Pernyataan ini muncul di tengah meningkatnya perbincangan publik setelah JK menyinggung istilah “termul” dalam konteks politik.
Polemik ijazah Jokowi kembali mencuat
Freddy turut menanggapi polemik ijazah Jokowi yang kembali menjadi isu. Ia menyatakan bahwa persoalan tersebut sudah masuk ranah hukum dan tengah ditangani oleh pihak berwenang.
Di sisi lain, JK sebelumnya menyarankan agar Jokowi memperlihatkan ijazah aslinya untuk meredam konflik di masyarakat. Ia menilai langkah tersebut dapat mengakhiri perdebatan yang telah berlangsung lama.
Pandangan JK terhadap situasi
JK menegaskan bahwa dirinya tidak pernah menuduh ijazah Jokowi palsu. Ia bahkan meyakini keaslian dokumen tersebut. Namun, sebagai figur senior, ia merasa perlu memberikan saran agar polemik tidak terus berlarut.
Selain itu, JK juga menyinggung perannya dalam perjalanan politik Jokowi, termasuk saat mendorongnya maju ke tingkat nasional dari Solo hingga menjadi gubernur di Jakarta.

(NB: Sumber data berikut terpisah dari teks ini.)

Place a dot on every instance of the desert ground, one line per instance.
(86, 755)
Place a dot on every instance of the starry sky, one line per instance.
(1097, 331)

Dinamika politik dan persepsi publik
Kasus ini menunjukkan bagaimana istilah yang awalnya bernada sindiran dapat berubah makna di tengah dinamika politik. Relawan Jokowi termul kini justru memaknainya sebagai simbol loyalitas terhadap ide dan arah kepemimpinan.
Perdebatan yang melibatkan tokoh-tokoh politik ini juga memperlihatkan bahwa persepsi publik dapat berkembang seiring dengan narasi yang dibangun oleh masing-masing pihak.